Когда он устроился в седле, невероятный тюрбан Карима остановился возле его колена.
— Держи голову пониже, — сказал купец, — пока не отъедешь подальше от города; и следи, чтобы твои черти поступали так же. Тебя помнят здесь, и не добром.
— Ваш регент не может причинить мне вреда, — ответил Айдан, — как и тем, кто едет со мной.
— Тебе — нет. — Карим покачал головой. — Мы наконец-то избавимся от тебя, сэр франк.
— На этот раз — да, — отозвался Айдан. — Я не нарушу ваш покой снова.
— Хвала Аллаху. — Карим произнес это искренне, но без враждебности. — Ты сослужил нам большую службу — это даже я могу признать. Мы в глубоком долгу перед тобой, и мы уплатим его, как было оговорено.
— И ни одним дирхемом больше.
Карим улыбнулся.
— Мы прежде всего купцы.
— Прежде всего, — согласился Айдан. Неожиданно он усмехнулся.
— Передайте мое почтение вашей госпоже. Она более достойна имени королевы, чем большинство из тех, кто носит этот титул.
Карим слегка поклонился.
— Ты истинный образец принца, — промолвил он.
— Разве я не принц? — Айдан подобрал поводья. — Да хранит тебя Бог.
— И тебя, — ответил Карим с безупречной вежливостью. Но взгляд его на миг стал озорным, как у мальчишки.
Джоанна покинула Алеппо не из-за гнева на Айдана и не из-за собственной храбрости. О, нет. Она была в глубоком обессиливающем ужасе.

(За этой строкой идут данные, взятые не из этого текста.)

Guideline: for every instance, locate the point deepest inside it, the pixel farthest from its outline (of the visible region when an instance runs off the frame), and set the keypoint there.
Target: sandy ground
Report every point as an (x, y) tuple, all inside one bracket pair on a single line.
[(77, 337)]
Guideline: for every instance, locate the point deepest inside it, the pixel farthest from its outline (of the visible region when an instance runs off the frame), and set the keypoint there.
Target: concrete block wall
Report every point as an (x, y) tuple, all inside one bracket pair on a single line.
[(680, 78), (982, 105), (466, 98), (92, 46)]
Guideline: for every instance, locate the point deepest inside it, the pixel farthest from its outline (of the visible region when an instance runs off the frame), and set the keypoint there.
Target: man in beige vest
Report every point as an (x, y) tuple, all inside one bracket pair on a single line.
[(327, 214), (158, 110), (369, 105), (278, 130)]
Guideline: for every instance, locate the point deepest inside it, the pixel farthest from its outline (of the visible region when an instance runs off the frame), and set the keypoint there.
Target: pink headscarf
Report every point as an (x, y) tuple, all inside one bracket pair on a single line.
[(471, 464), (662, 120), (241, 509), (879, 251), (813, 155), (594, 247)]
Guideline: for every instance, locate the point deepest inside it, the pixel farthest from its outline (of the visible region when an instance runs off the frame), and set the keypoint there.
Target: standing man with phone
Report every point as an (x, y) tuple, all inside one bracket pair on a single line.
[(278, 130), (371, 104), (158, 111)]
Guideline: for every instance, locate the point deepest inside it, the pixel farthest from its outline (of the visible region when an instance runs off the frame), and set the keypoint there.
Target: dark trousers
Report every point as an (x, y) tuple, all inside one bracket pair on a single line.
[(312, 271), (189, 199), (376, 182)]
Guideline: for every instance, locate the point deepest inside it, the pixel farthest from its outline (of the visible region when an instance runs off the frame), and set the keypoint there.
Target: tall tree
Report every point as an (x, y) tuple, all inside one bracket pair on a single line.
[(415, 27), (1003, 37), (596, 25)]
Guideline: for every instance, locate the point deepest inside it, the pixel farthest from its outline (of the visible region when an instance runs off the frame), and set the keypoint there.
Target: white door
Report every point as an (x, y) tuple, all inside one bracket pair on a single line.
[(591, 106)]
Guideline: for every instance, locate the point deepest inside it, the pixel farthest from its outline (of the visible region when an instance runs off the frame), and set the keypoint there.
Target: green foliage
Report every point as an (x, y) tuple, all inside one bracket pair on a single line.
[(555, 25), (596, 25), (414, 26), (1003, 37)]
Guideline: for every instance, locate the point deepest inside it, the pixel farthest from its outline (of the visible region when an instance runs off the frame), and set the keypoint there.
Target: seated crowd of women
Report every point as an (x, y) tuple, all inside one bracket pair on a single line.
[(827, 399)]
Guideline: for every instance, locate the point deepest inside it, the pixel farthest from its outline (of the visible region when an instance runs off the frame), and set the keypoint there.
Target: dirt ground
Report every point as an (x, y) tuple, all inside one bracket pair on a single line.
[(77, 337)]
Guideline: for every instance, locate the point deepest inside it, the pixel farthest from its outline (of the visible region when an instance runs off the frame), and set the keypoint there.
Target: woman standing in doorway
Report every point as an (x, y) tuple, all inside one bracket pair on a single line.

Но под этим ее сознание оставалось ясным. Она видела то, что доселе отказывалась видеть. То, что у нее было с Айданом, было истинным и глубоким чувством. Но оно не могло длиться долго. Она была смертна. Он — нет. У нее была семья, которую она любила; мир, которому она принадлежала. Он был частью этого, но, если не считать нескольких похищенных моментов, не как ее возлюбленный. Их мечта о том, чтобы убежать и растить дитя в мире, была только мечтой. Слова, желания, и горькое изгнание.
Она считала, что он знал это, вероятно, лучше нее. Никто из них не заговаривал о свадьбе: о том, что может сделать принц перед лицом святой Церкви. Их связь была столь же сильна, как освященная законом или Церковью, но она не была ни тем, ни другим.